Directly from Ft. Meade NSA, SIGINT Reporter's Style and Usage Manual. (Declassified)
For you Mara... (I'm sure you've got it already)

http://www.operazionispeciali.com/res/site28430/res547531_NSA-SIGINT-style-manual_2010.pdf


----------



## SpitfireV (Jul 13, 2011)

mike_cos said:


> Directly from Ft.

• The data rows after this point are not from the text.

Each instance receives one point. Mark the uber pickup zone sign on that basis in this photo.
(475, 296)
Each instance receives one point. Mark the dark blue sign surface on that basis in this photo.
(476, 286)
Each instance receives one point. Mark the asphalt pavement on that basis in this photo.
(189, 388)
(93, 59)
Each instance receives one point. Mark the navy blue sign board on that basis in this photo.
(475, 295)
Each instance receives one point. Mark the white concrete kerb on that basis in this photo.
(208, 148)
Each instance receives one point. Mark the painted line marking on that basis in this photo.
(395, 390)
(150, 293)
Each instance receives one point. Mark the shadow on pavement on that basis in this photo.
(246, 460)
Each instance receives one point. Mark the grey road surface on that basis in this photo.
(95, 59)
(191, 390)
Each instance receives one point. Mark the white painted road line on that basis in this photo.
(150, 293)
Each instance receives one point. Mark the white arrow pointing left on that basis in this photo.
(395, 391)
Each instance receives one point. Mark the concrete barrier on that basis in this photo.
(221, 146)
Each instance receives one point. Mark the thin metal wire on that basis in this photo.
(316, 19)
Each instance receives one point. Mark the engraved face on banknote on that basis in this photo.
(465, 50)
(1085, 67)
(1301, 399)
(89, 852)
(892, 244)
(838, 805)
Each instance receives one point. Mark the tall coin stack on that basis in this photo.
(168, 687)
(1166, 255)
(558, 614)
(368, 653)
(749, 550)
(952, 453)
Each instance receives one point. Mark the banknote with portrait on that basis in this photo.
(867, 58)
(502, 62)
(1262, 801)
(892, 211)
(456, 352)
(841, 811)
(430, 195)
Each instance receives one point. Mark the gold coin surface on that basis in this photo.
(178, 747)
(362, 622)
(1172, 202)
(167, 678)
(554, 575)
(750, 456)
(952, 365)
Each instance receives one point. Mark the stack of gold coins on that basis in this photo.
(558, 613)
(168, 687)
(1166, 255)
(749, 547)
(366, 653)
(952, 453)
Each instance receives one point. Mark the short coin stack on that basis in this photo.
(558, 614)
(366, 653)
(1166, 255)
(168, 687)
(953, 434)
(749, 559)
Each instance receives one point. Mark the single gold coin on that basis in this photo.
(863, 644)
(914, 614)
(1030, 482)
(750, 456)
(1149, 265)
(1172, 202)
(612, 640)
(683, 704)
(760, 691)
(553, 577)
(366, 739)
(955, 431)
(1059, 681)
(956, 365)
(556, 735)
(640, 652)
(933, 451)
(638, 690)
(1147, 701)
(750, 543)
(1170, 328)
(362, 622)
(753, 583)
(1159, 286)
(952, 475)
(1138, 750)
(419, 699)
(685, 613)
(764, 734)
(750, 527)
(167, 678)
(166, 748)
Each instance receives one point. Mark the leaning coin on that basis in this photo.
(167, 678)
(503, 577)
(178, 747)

Meade NSA, SIGINT Reporter's Style and Usage Manual. (Declassified)
> For you Mara...



There's nothing here mate...


----------



## mike_cos (Jul 13, 2011)

SpitfireV said:


> There's nothing here mate...


looks better...


----------



## x SF med (Jul 13, 2011)

SpitfireV said:


> There's nothing here mate...



Because Intel Guys have no style....

WTF! the Bibliography lists the Harbrace College Handbook 9th Ed. (1984) as a reference...  by 2007 the 18th Ed. should have been out. (I worked for HRW/HBJ/Harcourt before Thomson Learning bought them)


----------



## Dame (Jul 13, 2011)

LOL. Sounds like someone is clinging to their old college edition. I still go back to my Prentice-Hall Handbook for Writers, 8th Edition (1982).


----------



## x SF med (Jul 13, 2011)

When in doubt...  I own a copy of the Harbrace Handbook of English 1st Ed (c) 1941 that has the previous edition listed as the CCC/WPA Handbook of English, John C. Hodges, Ed. Harcourt Brace and World, pub.  not only that it's a 1st printing, and I got it long before I worked there...  the 'light version' used to be the Warriner's Series....


----------



## Diamondback 2/2 (Jul 13, 2011)

I figured I would stop by in here and say that I have no freaking clue what is being discussed in this thread… :)


----------



## Dame (Jul 13, 2011)

I still balk at updating my style guides because of the prices. I don't know what the first edition Harbrace is worth, but I'll wager it's a pretty penny.


----------